## Method 1 (Docker)
We will be using:
- Docker for Windows 10 with WSL2 Backend (https://www.docker.com/)
- AWS Glue container (https://hub.docker.com/r/amazon/aws-glue-libs)

Steps:  
0. (Pre-Req) Install WSL2.
1. Download Docker and install.
2. Set WSL2 as backend and restart.
3. Launch WSL2 and run:
```bash
docker pull amazon/aws-glue-libs:glue_libs_1.0.0_image_01
``` 
    - tag=`glue_libs_1.0.0_image_01` is the latest as of 2021
4. Run and install the container:
```bash
docker run -itd -p 8888:8888 -p 4040:4040 -v %UserProfile%\.aws:/root/.aws:rw -v C:\Users\YOUR_USERNAME\Documents\GitHub:/home/jupyter/jupyter_default_dir --name glue_jupyter amazon/aws-glue-libs:glue_libs_1.0.0_image_01 /home/jupyter/jupyter_start.sh
```
    - `p` specifies the port (i.e local development will be at `http://localhost:8888` or `http://localhost:4040`
    - `-v` specifies the directory for your files
    - `--name` specifies the container name (though the container ID will be different)
5. Check to see the container is running with `docker ps`
6. Launch Jupyter Notebook with your browser and open a `PySpark` kernel.

## Method 2 (Preferred)
We will be using:
- Ubuntu 20.04 (WSL2) or MacOS.

Steps:  
0. (Pre-Req) Install WSL2 for Windows 10 users. MacOS users, please ensure your terminal is set to `bash`.
1. Setup your Python environment (i.e `pip3 install notebook pandas numpy ...`)
2. Install `Java` and `PySpark`:  
- Linux
```bash
# install java
sudo apt install openjdk-8-jdk -y
# add to path
echo 'JAVA_HOME="/usr/lib/jvm/java-8-openjdk-amd64"' | sudo tee -a /etc/environment
# apply to environment
source /etc/environment
# install spark
pip3 install pyspark
```
- MacOS
```bash
# install java
brew install openjdk@8
# add to path (earlier OSX defaults to bash while newer ones defaults to zsh)
echo 'export JAVA_HOME="$(/usr/libexec/java_home -v1.8)"' | tee -a $HOME/.bashrc $HOME/.zshrc
# reload java path
source $HOME/.bashrc ; source $HOME/.zshrc
# install spark
pip3 install pyspark
```
    
3. Launch Jupyter Notebook.
4. Start a Spark session:  

```python
from pyspark.sql import SparkSession

spark = SparkSession.builder.getOrCreate()
```


If you can run the following code, then it works!

In [1]:
import findspark

findspark.init()

import pyspark

from pyspark.sql import SparkSession

spark = SparkSession.builder.getOrCreate()
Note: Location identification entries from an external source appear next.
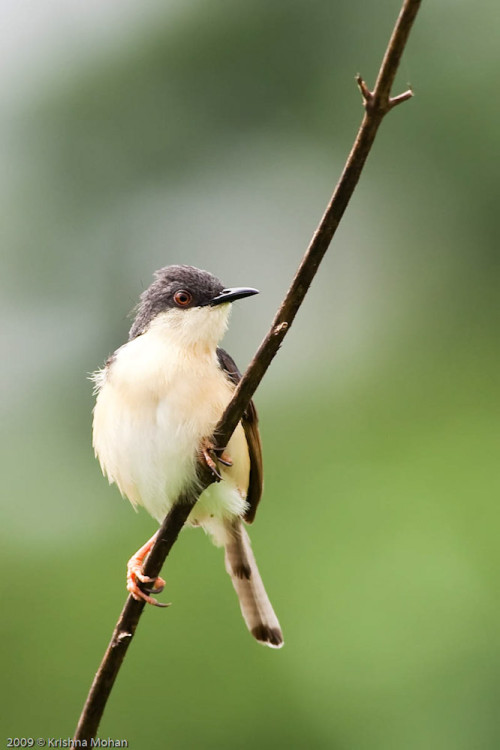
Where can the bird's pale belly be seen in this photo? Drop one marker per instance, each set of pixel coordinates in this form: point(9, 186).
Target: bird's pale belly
point(147, 441)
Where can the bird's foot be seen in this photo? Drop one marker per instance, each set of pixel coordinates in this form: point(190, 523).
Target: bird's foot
point(212, 455)
point(135, 577)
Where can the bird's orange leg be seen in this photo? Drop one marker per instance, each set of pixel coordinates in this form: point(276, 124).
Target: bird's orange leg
point(135, 574)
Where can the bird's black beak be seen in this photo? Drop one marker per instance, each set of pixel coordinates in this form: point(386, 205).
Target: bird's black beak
point(230, 295)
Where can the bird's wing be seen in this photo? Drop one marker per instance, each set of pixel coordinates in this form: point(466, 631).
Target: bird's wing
point(250, 422)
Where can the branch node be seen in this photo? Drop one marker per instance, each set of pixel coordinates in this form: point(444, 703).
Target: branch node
point(365, 91)
point(123, 636)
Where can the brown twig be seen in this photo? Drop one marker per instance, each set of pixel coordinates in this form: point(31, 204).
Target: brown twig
point(377, 104)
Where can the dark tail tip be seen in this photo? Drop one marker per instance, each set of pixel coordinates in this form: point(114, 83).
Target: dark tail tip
point(269, 636)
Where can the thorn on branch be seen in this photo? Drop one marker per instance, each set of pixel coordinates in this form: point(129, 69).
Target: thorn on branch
point(281, 328)
point(395, 100)
point(370, 102)
point(365, 91)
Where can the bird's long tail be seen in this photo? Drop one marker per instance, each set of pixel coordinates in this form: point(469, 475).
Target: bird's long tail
point(254, 602)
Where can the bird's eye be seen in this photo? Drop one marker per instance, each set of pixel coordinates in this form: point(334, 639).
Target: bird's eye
point(183, 298)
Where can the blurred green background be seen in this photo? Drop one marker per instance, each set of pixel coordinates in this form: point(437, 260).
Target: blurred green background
point(137, 135)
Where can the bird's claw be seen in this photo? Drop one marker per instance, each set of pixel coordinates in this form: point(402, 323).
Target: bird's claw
point(136, 576)
point(211, 455)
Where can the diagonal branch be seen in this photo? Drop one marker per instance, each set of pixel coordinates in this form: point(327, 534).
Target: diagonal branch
point(377, 104)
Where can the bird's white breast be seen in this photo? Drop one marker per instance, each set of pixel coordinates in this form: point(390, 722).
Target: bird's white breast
point(157, 400)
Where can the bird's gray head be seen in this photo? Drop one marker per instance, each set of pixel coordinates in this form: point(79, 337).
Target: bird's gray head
point(187, 300)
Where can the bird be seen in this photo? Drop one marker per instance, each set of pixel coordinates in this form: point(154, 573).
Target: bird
point(158, 400)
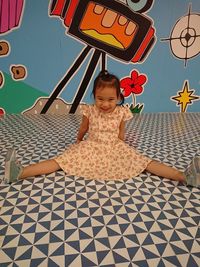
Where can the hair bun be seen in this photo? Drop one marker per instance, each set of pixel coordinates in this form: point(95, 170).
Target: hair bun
point(103, 73)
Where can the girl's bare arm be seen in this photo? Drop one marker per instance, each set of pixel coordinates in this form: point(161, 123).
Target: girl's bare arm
point(83, 129)
point(122, 130)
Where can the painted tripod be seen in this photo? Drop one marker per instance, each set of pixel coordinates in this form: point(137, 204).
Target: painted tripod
point(86, 79)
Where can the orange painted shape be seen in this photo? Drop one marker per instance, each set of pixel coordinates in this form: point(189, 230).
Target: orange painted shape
point(58, 8)
point(70, 12)
point(93, 21)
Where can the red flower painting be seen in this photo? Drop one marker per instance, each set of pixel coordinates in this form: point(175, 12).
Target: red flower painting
point(133, 84)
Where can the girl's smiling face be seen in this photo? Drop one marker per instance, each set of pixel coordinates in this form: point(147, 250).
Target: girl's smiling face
point(106, 99)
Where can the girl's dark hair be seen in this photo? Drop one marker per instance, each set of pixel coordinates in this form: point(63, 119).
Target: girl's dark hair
point(106, 79)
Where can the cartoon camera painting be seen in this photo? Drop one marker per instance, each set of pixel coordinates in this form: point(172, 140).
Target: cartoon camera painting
point(116, 28)
point(109, 25)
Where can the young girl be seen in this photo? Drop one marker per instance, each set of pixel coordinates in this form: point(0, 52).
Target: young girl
point(104, 154)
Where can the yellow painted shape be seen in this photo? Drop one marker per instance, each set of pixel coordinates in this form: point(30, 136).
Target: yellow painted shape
point(106, 38)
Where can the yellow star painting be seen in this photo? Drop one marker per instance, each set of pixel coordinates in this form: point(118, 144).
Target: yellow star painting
point(185, 97)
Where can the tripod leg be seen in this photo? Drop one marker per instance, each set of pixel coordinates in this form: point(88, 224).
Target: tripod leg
point(66, 78)
point(86, 80)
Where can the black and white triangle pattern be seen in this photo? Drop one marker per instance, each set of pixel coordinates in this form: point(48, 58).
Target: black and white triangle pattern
point(59, 220)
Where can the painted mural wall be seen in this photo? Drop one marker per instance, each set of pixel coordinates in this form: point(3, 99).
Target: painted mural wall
point(51, 50)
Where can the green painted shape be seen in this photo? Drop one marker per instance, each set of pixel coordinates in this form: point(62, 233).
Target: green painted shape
point(17, 96)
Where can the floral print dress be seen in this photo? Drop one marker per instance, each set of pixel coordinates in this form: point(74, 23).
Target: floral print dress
point(103, 155)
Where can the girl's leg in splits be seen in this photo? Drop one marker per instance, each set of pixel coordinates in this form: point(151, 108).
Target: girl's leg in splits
point(165, 171)
point(43, 167)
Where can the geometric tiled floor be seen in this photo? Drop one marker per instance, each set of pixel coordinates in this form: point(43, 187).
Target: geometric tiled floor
point(60, 220)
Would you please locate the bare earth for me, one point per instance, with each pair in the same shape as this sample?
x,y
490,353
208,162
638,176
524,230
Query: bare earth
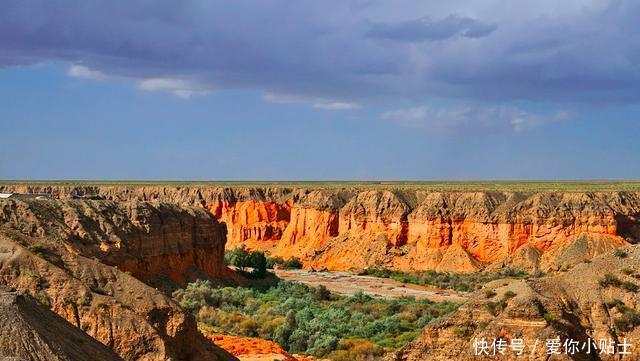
x,y
347,284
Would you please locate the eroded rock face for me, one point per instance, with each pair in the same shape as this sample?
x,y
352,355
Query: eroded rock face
x,y
572,305
85,261
404,230
29,331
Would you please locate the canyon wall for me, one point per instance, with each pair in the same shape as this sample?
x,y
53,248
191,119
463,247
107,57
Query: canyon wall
x,y
341,229
88,262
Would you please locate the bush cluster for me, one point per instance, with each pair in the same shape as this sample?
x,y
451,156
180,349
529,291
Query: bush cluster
x,y
259,263
311,320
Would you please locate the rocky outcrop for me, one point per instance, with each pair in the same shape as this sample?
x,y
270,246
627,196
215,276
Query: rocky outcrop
x,y
31,332
400,229
87,260
576,305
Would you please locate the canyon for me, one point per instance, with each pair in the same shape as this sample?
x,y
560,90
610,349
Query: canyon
x,y
95,264
578,305
406,230
89,262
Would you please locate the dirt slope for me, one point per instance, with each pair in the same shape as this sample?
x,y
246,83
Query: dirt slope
x,y
80,259
573,305
404,230
31,332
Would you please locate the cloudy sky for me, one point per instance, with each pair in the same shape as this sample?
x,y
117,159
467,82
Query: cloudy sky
x,y
304,90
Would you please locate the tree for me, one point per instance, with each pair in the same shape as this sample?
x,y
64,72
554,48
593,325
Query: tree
x,y
321,293
258,261
238,257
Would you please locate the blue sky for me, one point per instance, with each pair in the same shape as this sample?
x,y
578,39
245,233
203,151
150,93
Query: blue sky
x,y
310,90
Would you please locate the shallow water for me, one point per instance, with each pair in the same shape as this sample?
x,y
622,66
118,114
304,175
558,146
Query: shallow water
x,y
347,284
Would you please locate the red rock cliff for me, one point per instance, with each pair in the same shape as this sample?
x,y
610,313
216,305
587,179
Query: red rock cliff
x,y
83,259
405,230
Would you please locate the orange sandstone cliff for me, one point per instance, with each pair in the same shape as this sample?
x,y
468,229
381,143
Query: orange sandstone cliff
x,y
340,229
87,260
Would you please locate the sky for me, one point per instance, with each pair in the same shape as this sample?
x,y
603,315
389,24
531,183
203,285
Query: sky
x,y
319,90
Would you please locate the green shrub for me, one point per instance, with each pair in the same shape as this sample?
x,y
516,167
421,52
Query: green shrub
x,y
620,253
311,320
627,271
43,299
83,302
292,263
610,280
489,293
455,281
39,250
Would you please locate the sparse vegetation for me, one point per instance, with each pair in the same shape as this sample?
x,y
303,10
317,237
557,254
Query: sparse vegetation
x,y
311,320
627,271
83,302
610,280
556,185
630,318
489,293
565,267
620,253
495,308
291,263
43,299
242,259
101,291
551,318
39,250
454,281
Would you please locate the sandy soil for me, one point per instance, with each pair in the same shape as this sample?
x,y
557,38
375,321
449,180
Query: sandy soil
x,y
347,284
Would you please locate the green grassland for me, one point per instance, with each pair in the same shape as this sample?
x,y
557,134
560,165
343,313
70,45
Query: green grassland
x,y
453,185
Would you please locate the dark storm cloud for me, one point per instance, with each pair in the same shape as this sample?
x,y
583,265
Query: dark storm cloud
x,y
425,29
330,50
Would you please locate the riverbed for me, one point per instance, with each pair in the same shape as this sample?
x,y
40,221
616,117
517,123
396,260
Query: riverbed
x,y
345,283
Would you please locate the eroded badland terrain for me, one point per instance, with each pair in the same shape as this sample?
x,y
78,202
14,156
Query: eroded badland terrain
x,y
90,268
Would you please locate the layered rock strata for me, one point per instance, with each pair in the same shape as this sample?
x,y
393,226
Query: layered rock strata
x,y
87,260
340,229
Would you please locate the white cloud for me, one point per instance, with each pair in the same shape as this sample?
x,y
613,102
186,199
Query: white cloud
x,y
318,103
470,118
83,72
182,88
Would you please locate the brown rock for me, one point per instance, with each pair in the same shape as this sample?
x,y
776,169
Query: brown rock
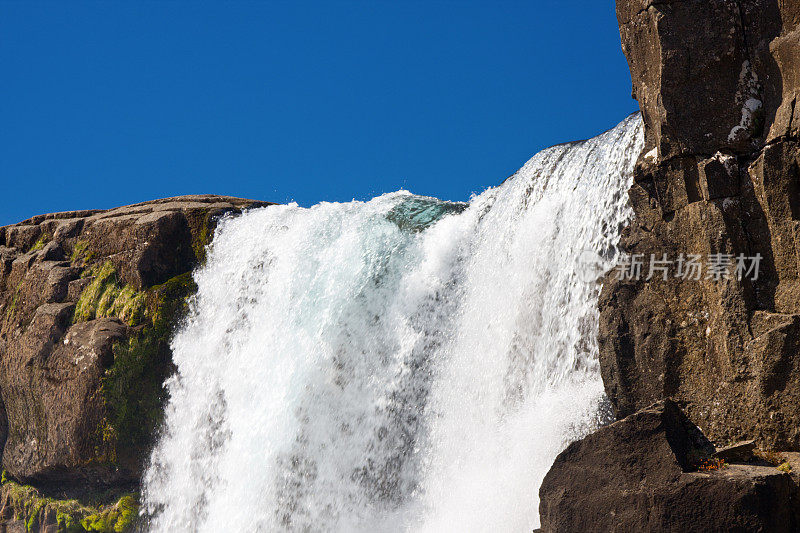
x,y
739,452
719,175
638,475
56,424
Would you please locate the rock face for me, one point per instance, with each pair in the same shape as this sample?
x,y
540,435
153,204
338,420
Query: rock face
x,y
718,83
87,303
640,474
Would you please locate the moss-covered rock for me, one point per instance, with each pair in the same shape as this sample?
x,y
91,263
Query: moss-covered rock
x,y
38,512
88,302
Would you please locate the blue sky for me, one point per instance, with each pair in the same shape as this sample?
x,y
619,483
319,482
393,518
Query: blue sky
x,y
110,103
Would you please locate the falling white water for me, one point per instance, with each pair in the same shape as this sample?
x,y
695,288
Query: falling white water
x,y
403,364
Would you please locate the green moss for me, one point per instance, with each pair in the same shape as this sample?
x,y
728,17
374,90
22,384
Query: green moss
x,y
81,252
202,238
104,297
72,516
39,244
132,388
116,519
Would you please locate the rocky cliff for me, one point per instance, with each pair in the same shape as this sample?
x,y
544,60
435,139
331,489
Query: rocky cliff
x,y
718,85
88,300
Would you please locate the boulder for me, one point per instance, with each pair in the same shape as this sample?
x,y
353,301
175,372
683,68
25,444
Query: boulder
x,y
87,304
717,84
643,473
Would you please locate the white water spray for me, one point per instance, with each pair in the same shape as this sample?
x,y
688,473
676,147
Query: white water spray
x,y
403,364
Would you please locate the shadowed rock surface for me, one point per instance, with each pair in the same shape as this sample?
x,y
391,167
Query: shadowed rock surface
x,y
718,84
640,474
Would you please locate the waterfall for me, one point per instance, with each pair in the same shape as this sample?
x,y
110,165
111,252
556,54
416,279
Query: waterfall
x,y
401,364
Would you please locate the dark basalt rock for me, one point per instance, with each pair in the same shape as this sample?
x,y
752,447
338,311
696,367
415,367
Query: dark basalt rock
x,y
718,84
640,474
87,302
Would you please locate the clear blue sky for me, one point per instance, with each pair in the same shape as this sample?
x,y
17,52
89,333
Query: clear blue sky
x,y
110,103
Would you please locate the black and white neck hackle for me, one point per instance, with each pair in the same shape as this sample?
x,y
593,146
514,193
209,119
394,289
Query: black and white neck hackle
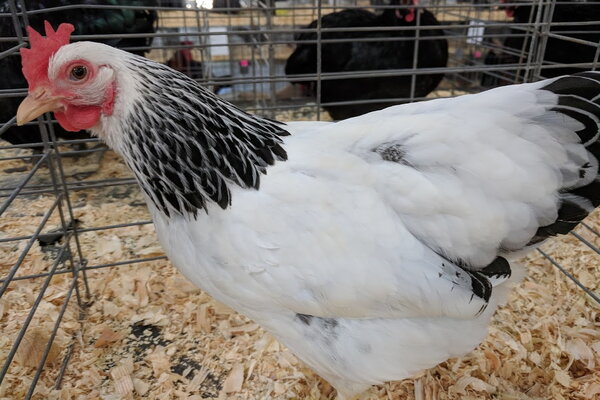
x,y
186,146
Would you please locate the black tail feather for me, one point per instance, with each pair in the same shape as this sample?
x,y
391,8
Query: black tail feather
x,y
579,98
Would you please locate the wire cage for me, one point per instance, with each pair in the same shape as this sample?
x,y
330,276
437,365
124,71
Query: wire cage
x,y
76,243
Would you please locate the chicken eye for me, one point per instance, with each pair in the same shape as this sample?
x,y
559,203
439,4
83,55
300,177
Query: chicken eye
x,y
78,72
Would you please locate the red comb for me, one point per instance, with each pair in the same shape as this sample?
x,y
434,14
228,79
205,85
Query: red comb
x,y
35,60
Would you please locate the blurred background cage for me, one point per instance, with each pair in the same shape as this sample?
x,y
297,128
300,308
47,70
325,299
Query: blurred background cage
x,y
73,222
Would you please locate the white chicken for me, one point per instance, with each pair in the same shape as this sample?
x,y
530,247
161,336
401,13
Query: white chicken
x,y
369,247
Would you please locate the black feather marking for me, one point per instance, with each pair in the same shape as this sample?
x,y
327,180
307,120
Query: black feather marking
x,y
574,86
592,75
497,268
590,129
304,318
195,144
579,103
480,285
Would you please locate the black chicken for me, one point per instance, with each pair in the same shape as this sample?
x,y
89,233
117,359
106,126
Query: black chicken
x,y
87,21
353,55
557,50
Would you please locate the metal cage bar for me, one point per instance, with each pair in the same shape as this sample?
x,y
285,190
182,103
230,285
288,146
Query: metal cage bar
x,y
241,54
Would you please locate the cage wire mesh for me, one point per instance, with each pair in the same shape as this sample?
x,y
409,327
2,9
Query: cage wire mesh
x,y
70,210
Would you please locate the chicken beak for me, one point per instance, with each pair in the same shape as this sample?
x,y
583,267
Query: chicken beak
x,y
37,103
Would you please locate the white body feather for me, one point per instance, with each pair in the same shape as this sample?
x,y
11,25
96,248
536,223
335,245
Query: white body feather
x,y
338,232
344,255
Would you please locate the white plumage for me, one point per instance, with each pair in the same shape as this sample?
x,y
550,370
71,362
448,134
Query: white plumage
x,y
368,250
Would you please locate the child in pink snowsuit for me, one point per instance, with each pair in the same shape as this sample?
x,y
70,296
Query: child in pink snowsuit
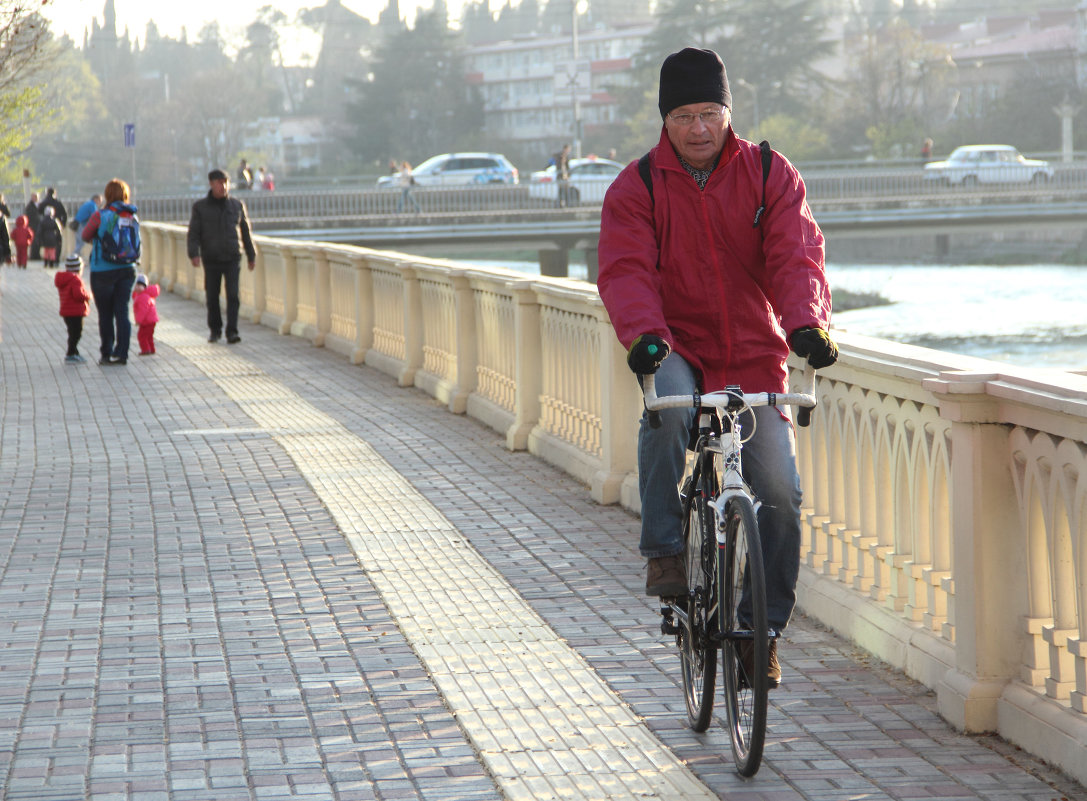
x,y
146,313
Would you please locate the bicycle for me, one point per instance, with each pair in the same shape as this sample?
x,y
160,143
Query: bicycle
x,y
724,566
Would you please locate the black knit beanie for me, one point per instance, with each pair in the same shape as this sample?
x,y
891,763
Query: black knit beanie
x,y
692,76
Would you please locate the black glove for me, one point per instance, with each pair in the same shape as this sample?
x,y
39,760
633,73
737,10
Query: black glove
x,y
815,346
647,352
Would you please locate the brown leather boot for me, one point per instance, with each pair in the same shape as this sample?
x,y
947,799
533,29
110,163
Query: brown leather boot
x,y
666,576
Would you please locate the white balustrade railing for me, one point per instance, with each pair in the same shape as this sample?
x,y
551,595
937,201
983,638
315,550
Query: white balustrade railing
x,y
945,508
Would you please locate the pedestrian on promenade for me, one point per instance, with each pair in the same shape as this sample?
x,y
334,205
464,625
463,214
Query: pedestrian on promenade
x,y
561,161
33,212
112,275
4,236
407,180
245,175
53,202
82,216
670,262
23,238
75,303
50,237
146,313
219,234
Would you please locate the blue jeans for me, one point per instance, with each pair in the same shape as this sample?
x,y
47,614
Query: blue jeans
x,y
113,291
215,275
770,467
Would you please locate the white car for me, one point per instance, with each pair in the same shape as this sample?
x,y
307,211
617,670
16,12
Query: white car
x,y
988,164
458,170
589,179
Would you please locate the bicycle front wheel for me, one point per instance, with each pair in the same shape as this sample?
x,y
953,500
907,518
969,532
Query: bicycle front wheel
x,y
698,654
746,641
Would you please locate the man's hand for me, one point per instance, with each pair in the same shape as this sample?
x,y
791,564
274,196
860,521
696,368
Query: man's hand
x,y
647,352
815,346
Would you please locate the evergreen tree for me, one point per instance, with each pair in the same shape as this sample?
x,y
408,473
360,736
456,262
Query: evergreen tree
x,y
24,53
416,101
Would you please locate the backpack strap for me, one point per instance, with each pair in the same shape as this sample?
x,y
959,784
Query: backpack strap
x,y
767,157
647,176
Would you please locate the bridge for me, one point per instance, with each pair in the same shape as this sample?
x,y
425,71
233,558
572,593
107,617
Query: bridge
x,y
854,202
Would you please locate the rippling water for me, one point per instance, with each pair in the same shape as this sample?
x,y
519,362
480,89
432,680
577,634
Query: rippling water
x,y
1031,315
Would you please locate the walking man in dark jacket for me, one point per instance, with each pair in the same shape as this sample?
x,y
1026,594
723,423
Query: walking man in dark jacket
x,y
219,233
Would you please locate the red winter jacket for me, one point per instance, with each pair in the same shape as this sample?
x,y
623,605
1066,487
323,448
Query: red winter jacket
x,y
689,267
144,308
74,295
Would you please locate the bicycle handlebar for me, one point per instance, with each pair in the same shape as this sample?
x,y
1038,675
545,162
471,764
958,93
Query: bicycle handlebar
x,y
722,399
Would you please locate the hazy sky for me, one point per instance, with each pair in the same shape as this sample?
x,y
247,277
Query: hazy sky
x,y
73,16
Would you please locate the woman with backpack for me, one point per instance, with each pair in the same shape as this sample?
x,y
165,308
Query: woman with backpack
x,y
113,233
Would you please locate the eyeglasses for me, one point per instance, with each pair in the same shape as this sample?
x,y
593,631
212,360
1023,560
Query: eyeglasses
x,y
711,116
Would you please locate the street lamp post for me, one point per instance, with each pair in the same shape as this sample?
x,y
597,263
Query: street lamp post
x,y
577,104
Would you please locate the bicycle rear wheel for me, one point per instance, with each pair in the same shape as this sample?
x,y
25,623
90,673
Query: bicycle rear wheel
x,y
746,689
698,655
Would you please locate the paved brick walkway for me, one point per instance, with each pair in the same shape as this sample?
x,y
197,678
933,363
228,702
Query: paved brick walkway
x,y
259,572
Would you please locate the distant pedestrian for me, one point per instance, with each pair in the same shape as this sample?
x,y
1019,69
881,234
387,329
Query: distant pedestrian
x,y
82,216
53,202
111,283
245,175
561,162
75,303
33,212
23,238
146,313
4,238
219,234
49,237
407,180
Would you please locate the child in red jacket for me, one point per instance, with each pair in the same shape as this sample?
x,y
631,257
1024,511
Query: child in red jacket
x,y
146,313
22,236
75,302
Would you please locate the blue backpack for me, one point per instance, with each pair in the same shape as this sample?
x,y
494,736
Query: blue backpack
x,y
119,237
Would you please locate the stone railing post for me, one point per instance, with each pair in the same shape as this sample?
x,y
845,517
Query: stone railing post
x,y
364,309
466,350
528,365
322,297
413,324
988,554
620,410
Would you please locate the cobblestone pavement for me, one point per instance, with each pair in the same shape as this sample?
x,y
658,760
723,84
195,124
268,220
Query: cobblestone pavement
x,y
259,572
df = spark.sql("select 'spark' as hello ")

df.show()

+-----+
|hello|
+-----+
|spark|
+-----+



In [2]:
from pyspark.sql import SparkSession
# Create a spark session (which will run spark jobs)
spark = SparkSession.builder.getOrCreate()

#spark.conf.set('spark.ui.showConsoleProgress.enabled', True)
# set some configs - you'll learn about them later on
spark.conf.set('spark.sql.repl.eagerEval.enabled', True)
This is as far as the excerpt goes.